Health insurance serves many purposes, but perhaps the most important function is to protect families from financial devastation. The CDC released a new report examining the percent of families having problems paying medical bills between 2011 and the first half of 2016. Overall, the percent of individuals under age 65 in families that were having problems paying medical bills decreased by about 24%, from 21.3% in 2011 to 16.2% in 2016. It appears that much of this reduction is being driven by public health insurance, and we know that means the big driver is Medicaid because the study only included individuals under the age of 65. When the percent of individuals under age 65 in families having problems paying medical bills is broken out by the type of insurance, public insurance had a larger decline (24%) than private insurance (15%).
However, the largest reductions were for adults and children who were poor (living below 100% FPL) or near poor (between 100% and 200% FPL). Given the recent gains in children’s coverage and the Medicaid expansion for their parents up to 138% FPL, and that many of the largest drops occurred in 2014 and 2015, it seems likely that Medicaid is at least partially responsible for the increase in financial security. The percentage of poor children under 18 years old who were in families having problems paying medical bills in the last 12 months decreased 28% and for near-poor children it dropped 29%. Adults followed a similar trend: the percentage of poor adults who were in families having problems paying medical bills fell 29% and it fell 27% for near poor adults.
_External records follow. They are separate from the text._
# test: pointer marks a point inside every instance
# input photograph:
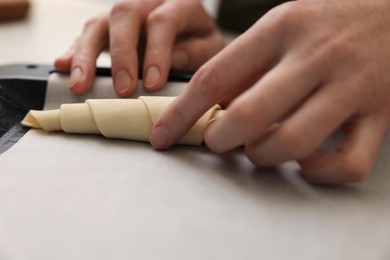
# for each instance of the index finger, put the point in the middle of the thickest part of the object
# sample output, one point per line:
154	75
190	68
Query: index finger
227	74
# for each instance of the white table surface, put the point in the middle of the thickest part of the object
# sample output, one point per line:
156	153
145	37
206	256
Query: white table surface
77	197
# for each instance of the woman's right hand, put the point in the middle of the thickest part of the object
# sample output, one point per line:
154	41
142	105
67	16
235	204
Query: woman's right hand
179	34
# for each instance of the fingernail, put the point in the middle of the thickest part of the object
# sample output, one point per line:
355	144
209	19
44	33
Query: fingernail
152	77
122	82
179	59
75	77
160	137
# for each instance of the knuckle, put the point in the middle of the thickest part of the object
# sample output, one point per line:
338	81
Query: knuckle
296	145
120	50
209	79
124	7
96	21
158	16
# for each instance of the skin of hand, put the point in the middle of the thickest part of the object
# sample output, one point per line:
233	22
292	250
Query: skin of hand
314	67
163	34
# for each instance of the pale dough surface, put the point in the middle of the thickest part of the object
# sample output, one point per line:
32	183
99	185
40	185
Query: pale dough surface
114	118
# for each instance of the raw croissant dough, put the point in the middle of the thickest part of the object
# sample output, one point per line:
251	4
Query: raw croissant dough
114	118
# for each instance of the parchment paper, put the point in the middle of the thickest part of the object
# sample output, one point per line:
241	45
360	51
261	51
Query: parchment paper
87	197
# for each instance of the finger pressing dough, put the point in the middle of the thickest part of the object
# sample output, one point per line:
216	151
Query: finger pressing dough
114	118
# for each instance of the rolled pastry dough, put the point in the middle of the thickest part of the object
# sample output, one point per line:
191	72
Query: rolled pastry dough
114	118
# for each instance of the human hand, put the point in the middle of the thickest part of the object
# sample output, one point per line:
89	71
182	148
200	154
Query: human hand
314	66
179	34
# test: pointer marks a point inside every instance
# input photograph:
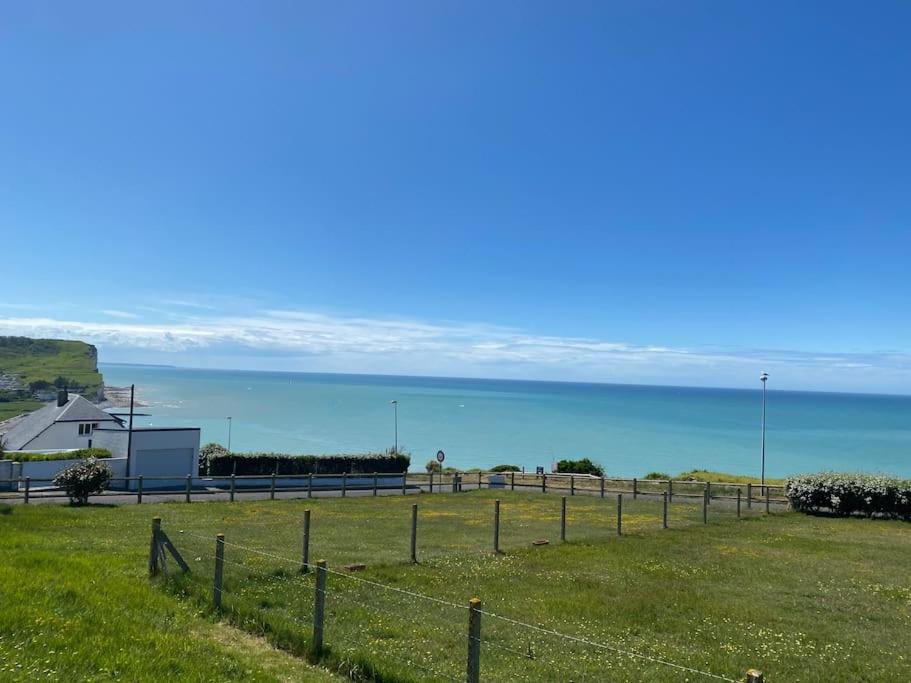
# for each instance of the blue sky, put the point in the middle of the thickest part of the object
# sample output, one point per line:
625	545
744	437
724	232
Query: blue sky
682	193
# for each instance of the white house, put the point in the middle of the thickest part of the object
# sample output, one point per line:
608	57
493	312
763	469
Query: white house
70	422
166	455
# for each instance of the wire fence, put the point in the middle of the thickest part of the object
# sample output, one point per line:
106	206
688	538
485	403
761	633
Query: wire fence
21	487
387	629
375	629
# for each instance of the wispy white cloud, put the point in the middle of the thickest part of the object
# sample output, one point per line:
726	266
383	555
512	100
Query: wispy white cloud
362	344
119	314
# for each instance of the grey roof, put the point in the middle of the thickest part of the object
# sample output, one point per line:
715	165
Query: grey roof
77	409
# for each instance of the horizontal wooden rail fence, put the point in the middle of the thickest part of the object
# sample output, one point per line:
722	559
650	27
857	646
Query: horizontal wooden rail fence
141	488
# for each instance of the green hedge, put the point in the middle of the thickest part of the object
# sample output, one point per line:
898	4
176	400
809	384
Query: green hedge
281	463
848	494
80	454
584	466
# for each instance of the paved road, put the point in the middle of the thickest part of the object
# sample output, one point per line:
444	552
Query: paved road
213	494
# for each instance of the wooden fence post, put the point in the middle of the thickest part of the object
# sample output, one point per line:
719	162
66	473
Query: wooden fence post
619	514
705	507
474	641
305	550
563	518
414	533
153	547
319	606
219	569
496	526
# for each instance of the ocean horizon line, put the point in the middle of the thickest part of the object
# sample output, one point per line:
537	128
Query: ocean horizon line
628	385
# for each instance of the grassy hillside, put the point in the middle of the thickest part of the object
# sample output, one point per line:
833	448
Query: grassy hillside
10	409
37	360
801	598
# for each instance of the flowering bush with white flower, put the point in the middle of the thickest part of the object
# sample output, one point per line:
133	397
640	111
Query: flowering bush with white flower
851	493
84	479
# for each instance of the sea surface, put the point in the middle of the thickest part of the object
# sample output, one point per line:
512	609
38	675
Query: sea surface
630	430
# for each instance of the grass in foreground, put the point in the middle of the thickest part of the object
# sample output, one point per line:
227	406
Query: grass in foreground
802	598
77	605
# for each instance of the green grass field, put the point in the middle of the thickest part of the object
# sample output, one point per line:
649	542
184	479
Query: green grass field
47	359
801	598
10	409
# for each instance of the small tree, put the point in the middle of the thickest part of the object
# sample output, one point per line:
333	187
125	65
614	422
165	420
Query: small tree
84	479
207	452
583	466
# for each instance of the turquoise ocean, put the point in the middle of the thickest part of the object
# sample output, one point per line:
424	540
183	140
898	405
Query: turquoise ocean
630	430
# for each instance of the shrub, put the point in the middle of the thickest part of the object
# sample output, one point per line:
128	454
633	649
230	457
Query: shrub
584	466
207	452
282	463
78	454
850	493
84	479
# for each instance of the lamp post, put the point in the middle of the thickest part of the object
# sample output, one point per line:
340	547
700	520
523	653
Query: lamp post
395	412
763	378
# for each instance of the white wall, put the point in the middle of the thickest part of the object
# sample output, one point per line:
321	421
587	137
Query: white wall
43	472
61	435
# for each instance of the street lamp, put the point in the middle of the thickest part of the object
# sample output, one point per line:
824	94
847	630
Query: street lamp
763	378
395	409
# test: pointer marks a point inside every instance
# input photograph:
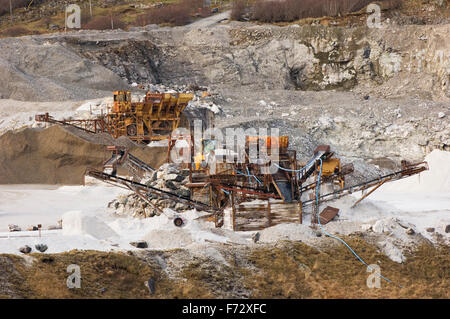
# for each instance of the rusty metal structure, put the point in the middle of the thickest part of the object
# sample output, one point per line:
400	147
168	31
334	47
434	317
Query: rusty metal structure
155	118
258	191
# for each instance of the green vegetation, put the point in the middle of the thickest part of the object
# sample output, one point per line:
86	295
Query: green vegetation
286	270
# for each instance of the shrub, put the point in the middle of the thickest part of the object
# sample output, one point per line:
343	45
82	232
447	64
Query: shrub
291	10
176	13
238	9
4	5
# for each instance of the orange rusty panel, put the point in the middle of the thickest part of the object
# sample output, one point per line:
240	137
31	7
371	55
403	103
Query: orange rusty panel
327	215
331	166
268	141
322	148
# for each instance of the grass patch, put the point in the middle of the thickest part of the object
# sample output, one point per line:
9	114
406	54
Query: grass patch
284	270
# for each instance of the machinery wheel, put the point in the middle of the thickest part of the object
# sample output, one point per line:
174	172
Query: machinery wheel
131	130
178	222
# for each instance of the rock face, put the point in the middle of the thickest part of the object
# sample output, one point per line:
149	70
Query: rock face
237	54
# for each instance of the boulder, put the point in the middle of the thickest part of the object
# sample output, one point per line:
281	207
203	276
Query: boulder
139	244
41	247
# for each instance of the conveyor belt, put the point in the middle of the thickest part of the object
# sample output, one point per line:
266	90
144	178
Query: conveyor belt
135	186
406	172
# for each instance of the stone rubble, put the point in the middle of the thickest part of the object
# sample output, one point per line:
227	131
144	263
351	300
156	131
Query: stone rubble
169	178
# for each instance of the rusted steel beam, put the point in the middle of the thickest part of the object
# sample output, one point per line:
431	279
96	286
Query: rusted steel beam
366	195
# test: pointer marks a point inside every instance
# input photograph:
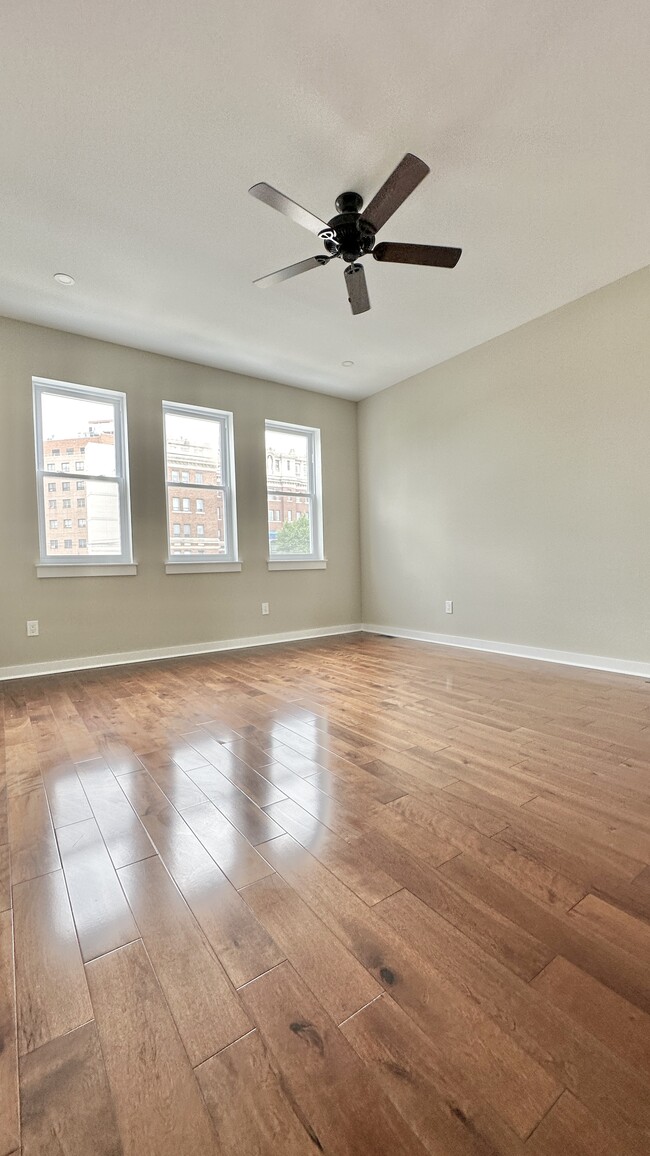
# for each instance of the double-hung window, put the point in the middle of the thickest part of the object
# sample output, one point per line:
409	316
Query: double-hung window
294	496
200	484
89	425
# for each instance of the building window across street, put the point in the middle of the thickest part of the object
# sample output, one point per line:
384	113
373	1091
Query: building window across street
200	482
294	493
89	425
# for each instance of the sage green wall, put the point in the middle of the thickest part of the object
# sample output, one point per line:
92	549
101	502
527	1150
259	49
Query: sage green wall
515	480
88	616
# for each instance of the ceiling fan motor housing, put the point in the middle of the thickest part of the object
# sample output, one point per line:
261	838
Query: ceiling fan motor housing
349	235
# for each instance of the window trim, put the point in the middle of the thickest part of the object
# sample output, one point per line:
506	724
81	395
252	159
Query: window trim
83	563
206	563
316	560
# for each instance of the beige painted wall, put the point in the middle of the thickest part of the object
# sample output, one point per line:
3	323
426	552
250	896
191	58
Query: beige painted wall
515	480
87	616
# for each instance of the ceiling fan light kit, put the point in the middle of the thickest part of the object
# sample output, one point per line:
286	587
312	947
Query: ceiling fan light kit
351	235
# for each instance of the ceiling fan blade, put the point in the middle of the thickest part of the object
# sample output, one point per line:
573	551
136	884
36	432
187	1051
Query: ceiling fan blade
357	289
393	192
292	271
416	254
285	205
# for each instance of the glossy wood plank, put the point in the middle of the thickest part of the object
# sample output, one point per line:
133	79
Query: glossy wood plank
205	1007
607	921
66	797
5	877
497	935
497	1064
122	830
31	836
66	1101
236	805
472	835
176	785
599	958
435	1097
239	941
101	912
570	1129
337	979
237	859
322	1072
9	1110
573	1057
546	886
618	1024
243	1090
157	1102
352	862
51	991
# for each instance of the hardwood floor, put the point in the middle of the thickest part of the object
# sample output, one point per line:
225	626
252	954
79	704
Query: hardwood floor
357	896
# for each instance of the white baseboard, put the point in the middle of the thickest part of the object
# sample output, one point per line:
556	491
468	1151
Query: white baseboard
566	658
59	666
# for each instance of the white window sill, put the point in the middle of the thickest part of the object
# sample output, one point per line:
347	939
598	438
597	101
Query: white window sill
202	568
296	563
86	570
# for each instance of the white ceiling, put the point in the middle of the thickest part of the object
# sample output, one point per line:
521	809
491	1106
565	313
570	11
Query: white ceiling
132	130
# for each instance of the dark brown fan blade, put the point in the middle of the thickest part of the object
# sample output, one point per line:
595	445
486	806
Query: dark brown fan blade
393	192
416	254
296	213
357	289
292	271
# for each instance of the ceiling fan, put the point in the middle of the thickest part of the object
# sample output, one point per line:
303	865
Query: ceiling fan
351	234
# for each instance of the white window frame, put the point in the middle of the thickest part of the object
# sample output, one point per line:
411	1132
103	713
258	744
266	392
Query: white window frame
83	564
206	563
316	560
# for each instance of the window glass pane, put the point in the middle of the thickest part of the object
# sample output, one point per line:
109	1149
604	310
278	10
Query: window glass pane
289	525
193	449
202	533
287	461
81	428
97	531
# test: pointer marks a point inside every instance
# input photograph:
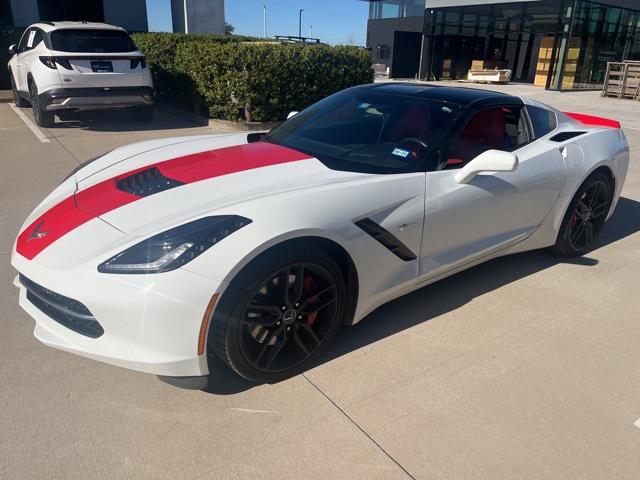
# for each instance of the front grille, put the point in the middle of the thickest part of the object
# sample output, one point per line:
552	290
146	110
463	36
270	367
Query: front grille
64	310
147	182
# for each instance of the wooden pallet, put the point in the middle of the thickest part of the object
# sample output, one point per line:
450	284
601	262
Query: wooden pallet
622	80
614	80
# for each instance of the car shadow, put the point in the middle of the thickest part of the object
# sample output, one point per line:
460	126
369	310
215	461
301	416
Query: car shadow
165	118
445	296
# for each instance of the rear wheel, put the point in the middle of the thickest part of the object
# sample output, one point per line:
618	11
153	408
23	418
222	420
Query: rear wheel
41	116
585	216
278	314
17	99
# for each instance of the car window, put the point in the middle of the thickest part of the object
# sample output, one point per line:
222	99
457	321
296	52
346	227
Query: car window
369	132
500	128
91	41
544	121
22	46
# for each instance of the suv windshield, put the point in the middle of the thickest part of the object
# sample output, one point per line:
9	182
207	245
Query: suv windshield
91	41
367	131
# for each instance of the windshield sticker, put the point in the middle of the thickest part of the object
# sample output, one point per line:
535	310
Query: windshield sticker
32	35
399	152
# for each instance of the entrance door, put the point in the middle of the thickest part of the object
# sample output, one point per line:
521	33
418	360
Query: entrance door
406	54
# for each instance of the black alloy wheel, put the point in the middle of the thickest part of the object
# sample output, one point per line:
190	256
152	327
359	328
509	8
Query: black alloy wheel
273	329
585	217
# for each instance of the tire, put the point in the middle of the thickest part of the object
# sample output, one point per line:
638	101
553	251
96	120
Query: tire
143	114
585	216
266	335
17	99
42	117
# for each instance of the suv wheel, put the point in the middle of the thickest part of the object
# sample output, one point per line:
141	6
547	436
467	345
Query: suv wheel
42	117
17	99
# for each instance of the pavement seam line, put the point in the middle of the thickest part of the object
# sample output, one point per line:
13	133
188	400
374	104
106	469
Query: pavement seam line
365	433
36	131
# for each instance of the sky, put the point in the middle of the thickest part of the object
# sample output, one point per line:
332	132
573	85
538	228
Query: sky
333	21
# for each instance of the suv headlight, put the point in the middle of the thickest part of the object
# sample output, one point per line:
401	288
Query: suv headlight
174	248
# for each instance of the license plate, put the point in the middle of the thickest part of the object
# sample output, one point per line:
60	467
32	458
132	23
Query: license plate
101	66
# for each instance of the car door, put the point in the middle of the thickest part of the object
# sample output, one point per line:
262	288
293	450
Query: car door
467	221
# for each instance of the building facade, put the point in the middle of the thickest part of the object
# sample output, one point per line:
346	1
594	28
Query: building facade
198	16
556	44
128	14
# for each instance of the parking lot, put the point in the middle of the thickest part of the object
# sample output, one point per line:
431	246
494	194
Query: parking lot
524	367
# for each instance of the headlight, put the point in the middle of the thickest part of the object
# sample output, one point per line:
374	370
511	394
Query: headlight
174	248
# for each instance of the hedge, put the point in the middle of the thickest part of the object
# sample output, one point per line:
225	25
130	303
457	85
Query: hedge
8	36
237	78
160	50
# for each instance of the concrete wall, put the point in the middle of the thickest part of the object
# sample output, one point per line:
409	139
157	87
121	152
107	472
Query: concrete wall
128	14
382	32
25	12
203	16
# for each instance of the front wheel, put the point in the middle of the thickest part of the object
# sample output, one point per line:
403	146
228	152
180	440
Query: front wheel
278	314
585	216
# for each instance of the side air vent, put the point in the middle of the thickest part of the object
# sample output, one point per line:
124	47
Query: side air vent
387	239
564	136
147	182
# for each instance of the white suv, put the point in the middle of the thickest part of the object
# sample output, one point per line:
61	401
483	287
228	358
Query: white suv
60	66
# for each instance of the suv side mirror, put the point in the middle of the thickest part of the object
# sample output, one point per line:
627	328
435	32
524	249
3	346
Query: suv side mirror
489	161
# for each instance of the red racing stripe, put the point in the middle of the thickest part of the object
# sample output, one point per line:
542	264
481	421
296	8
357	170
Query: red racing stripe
105	197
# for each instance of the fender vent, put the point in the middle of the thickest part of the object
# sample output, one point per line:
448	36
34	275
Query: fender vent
387	239
564	136
147	182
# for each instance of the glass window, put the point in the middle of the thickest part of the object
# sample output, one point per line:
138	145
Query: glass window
500	128
369	132
544	121
22	46
91	41
396	9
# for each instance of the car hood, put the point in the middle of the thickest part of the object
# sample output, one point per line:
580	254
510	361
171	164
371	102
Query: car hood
141	190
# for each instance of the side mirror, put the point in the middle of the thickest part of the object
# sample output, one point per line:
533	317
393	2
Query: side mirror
489	161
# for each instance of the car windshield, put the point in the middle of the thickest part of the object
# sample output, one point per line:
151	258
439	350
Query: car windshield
91	41
369	132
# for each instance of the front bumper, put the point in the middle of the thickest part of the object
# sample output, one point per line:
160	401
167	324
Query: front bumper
96	98
151	323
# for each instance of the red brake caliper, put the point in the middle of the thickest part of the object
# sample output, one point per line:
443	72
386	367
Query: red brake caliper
308	285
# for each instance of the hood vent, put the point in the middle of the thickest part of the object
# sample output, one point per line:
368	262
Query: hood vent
147	182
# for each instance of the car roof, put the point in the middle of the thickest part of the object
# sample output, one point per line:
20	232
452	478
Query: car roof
51	26
459	95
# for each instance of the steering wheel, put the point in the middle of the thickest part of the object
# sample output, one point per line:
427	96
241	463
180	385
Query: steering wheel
417	147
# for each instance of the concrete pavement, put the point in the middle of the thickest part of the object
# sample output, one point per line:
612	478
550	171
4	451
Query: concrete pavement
524	367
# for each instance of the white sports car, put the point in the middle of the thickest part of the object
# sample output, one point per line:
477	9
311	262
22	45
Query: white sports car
257	247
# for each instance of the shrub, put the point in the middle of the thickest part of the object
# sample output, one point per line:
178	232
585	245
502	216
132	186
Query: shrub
265	81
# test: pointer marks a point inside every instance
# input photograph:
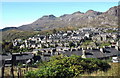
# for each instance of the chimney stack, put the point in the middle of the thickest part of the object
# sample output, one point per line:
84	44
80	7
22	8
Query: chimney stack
83	54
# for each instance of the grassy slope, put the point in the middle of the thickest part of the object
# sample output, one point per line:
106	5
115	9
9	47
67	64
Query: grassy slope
113	72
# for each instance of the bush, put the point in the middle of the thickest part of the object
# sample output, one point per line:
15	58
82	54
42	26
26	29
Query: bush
68	67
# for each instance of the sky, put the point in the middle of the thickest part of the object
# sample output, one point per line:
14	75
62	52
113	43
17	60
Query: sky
15	14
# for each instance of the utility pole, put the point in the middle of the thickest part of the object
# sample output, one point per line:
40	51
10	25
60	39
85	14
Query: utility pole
12	61
3	67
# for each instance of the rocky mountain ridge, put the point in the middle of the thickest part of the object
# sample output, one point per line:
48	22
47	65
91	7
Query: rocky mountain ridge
79	19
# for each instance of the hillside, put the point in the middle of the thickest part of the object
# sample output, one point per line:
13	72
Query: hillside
89	19
78	19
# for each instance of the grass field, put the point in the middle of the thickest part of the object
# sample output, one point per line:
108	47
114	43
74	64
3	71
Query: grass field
113	72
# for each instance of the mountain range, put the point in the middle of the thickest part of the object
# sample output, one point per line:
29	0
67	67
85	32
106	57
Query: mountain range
90	18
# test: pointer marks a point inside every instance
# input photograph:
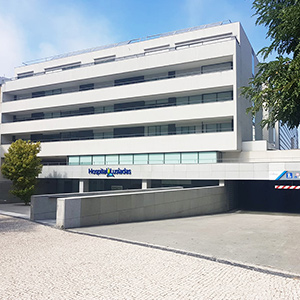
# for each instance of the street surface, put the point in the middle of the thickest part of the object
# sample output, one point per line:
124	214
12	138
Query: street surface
41	262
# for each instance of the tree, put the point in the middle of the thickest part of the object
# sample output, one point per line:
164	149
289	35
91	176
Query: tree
276	86
22	166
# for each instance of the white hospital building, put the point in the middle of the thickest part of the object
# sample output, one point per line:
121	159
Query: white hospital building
151	112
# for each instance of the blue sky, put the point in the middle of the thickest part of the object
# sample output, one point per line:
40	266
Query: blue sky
32	29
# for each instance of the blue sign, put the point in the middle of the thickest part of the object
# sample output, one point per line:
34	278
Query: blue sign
109	172
289	175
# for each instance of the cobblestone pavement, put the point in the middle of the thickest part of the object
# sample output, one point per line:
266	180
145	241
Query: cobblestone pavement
40	262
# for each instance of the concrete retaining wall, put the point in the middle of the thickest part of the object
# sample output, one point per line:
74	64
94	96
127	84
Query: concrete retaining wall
44	207
140	206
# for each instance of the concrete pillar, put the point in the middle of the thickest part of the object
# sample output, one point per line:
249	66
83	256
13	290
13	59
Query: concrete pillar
145	184
83	185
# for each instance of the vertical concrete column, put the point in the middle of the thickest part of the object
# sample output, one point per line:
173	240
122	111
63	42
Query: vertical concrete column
83	185
145	184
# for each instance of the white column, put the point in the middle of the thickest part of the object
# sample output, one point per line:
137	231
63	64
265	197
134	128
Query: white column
145	184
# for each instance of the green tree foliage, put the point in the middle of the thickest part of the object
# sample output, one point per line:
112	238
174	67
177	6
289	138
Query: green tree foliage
22	166
276	86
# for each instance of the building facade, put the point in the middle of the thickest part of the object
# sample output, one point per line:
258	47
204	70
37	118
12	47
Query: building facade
143	113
The fact that fewer families are having problems paying medical bills after the ACA expanded health insurance is not surprising. Research has found significant relationships between Medicaid coverage and financial security. In April 2016, a National Bureau of Economic Research working paper examined the relationship between Medicaid expansion and financial well-being. The authors found that Medicaid expansions beginning in 2014 significantly reduced the number of unpaid medical bills and the amount of non-medical debt sent to third-party collection agencies for individuals living in zip codes most likely to be impacted by the Medicaid expansion. The estimated effect was a reduction in unpaid collection balances between $600 and $1,000.
A 2013 study in the New England Journal of Medicine on The Oregon Health Insurance experiment found significant evidence of Medicaid reducing financial hardship, across a variety of measures. The table below shows that Medicaid coverage effectively eliminated catastrophic expenditures (when out-of-pocket costs exceed 30% of income). It also significantly decreased out-of-pocket spending, having medical debt, and whether you had to borrow money to pay bills or skip payments.
These findings are not new. An older study, from 2011, in the Journal of Public Economics examined Medicaid expansions from 1992 to 2004, which mostly impacted children. It found that medical costs can be a significant driver of bankruptcies, but Medicaid can help: a 10-percentage point increase in Medicaid eligibility would decrease bankruptcies by 8 percent. They also find that zip codes with the most children and the lowest income are most affected.
Any reduction in Medicaid coverage – which would come with the repeal of the ACA, a Medicaid block grant or a per capita cap – will increase the number of uninsured and reverse the progress that we’ve made in the last 5 years reducing the percent of families that are having problems paying medical bills. Families who lose Medicaid also lose the financial security of having health insurance.